Maury watched Xesús Silva swagger in the door, but he wasn’t alone. Behind him came another guy. Young. Dark hair, pale skin. And probably the most gorgeous human Maury’d ever seen. Not that he noticed guys’ looks all that much, but hell. This dude set new records in plain beautiful. He also resembled Silva, who was, after all, a pretty handsome man if you didn’t count his soul.
Silva made a straight line to the table where the Brazilians were sitting. Some of the men definitely didn’t look thrilled, but a couple of other guys hailed him. People moved aside, and someone pulled over two chairs.
Silva straddled the chair in that hypermacho way of his. The other guy? Holy crap. Poetry. Loose-hipped and graceful, he slid into the open chair and crossed his legs. Most of the Brazilians were squeaky clean-cut, but this dude’s inky hair hung down to his neck and curved around his ears. He was a little taller than usual for a bull rider and lean rather than the more compact build of a lot of the PBRA competitors. Of course, he looked young, so that might explain the lanky body.
“That’s the younger brother I told you about.” Earl helped himself to a french fry. “Haven’t seen him ride, but I hear good things.”
“Let’s drink up and get out of here. I, uh, need some sleep.” Maury pushed back his chair with a scrape.
“Uh, boss, it’s five fifteen.” Earl grabbed for his wallet in his hip pocket. “Let me pay the check.”
Maury stood and started toward the door. Just need to get out before I meet the asshole again.
“I hear it’s your birthday, Wetback.” Usually Silva was subtler, but he yelled this halfway across the room. “No wonder the judges felt like they had to let you cheat to beat me.”
Maury plastered on a smile and turned. “No one has to cheat to beat you, Silva.

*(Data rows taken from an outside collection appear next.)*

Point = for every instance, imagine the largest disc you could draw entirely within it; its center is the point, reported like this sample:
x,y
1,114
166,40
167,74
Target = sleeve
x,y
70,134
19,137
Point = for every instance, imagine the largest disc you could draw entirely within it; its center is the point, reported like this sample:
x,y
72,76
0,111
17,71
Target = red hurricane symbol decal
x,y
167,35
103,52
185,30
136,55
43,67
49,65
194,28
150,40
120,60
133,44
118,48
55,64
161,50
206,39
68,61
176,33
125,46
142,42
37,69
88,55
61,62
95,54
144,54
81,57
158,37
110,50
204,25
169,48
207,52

Little kids can do it.” He said it like a joke, and a few people laughed, but the serious competitors, especially the Brazilians, looked uneasy.
Silva stood at his chair. “I’ve got the baby that can beat you, Garcia.” He reached down, took the young man—younger—by the arm, and pulled him to his feet. “This is Tristão, and he can ride the butt off any bull and defeat a herd of American cowboys. He’s a Silva.”
Maury gave the young guy a direct gaze. Almost too much for his eyes to take. Like looking straight into the sun. “Hey, Tris, good to meet you. Welcome to American cowboying. Good luck with that whole winning thing.”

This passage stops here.